Using this command below:
RUSTFLAGS="-C target-cpu=native -O -C llvm-args=--pass-remarks=vectorize -C llvm-args=--pass-remarks-analysis=vectorize -C llvm-args=-ffast-math" cargo b --release

I was able to get a vectorization report from LLVM, and it seems that LLVM maybe vectorizing the code. I am not able to see this on my machine because of the rayon plumber function calls in assembly. Maybe after inlining, the LLVM might be vectorizing as seen in godbolt example.

I need to dig deeper now. But atleast as now, thanks to everyones help, I am heading in the right direction. =) Thanks alot !

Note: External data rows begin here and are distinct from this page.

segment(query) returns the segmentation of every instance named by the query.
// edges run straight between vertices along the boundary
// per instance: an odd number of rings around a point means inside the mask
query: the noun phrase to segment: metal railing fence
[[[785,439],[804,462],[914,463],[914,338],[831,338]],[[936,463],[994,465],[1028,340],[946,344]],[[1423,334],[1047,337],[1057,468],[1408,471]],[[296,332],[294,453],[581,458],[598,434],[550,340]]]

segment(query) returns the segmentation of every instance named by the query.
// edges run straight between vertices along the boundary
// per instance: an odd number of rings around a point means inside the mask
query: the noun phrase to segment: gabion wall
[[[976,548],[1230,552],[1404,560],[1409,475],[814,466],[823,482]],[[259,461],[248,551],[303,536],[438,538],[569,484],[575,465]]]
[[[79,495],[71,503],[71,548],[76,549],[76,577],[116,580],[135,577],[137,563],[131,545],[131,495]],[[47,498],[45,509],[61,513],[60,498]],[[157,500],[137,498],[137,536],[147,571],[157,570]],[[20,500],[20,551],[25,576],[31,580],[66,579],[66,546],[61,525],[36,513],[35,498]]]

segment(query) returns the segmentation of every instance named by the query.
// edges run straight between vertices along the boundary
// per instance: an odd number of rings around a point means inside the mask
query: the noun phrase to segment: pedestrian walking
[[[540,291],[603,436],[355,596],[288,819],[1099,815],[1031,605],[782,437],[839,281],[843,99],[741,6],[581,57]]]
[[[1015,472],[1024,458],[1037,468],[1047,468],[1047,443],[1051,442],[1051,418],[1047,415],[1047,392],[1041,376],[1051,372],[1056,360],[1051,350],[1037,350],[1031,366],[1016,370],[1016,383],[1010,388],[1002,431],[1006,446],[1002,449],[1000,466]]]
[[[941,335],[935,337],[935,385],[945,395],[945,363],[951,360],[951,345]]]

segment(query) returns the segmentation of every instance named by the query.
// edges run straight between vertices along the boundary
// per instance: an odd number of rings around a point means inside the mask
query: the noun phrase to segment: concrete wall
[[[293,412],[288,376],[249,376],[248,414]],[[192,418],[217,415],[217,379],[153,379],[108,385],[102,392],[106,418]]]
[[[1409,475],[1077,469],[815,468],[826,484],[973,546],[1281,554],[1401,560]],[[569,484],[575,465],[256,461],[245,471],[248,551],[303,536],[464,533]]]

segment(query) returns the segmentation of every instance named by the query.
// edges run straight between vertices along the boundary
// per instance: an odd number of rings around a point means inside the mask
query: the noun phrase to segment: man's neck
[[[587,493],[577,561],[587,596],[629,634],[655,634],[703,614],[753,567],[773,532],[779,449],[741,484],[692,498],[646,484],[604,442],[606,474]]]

What Open MP does and what Rayon does is quite different. Open MP in your code balances works statically, before execution begins. Rayon uses "work stealing" approach, which balances work during execution. This approach has more moving parts and can introduce overhead, but can adapt better to actual available parallelism on the machine. But more importantly, work stealing needs work to steal, and "one chunk per thread" could be just too coarse for this approach to work well.
I recommend to increase amount of chunks. Also, it can be helpful to measure a baseline - how code performs without chunks, with just par iter and working with one element at a time.
Also, if you haven't already, read FAQ page for Rayon: rayon/FAQ.md at main · rayon-rs/rayon · GitHub

1 Like

Also, rust code looks incorrect, it uses indexes from dest chunks into src array, resulting in N copies of first chunk of src array. This could explain the performance difference with the correct zip approach, as cache gets less thrashed.

3 Likes

Ahh yes!
How can I miss this. Even though I have a validator function at the end, that validates the overall results, initializing every element with the same value didnt fail the validator function.
Though I was wondering why some kernels performance reached theoretical peak bandwidth whereas effective bandwidth is usually 10-20% less than theoretical bandwidth.
Thank you for pointing it out. I have changed all the kernels and I can see some believable results.

Also, I tried to change the chunk size, like literally ranging from 2048..problem_size/threads with step_size of 256. I plotted the results in a graph to see if it made any difference but the performance remains the same with the kernels - a flat line with no increase in performance.

This topic was automatically closed 90 days after the last reply. We invite you to open a new topic if you have further questions or comments.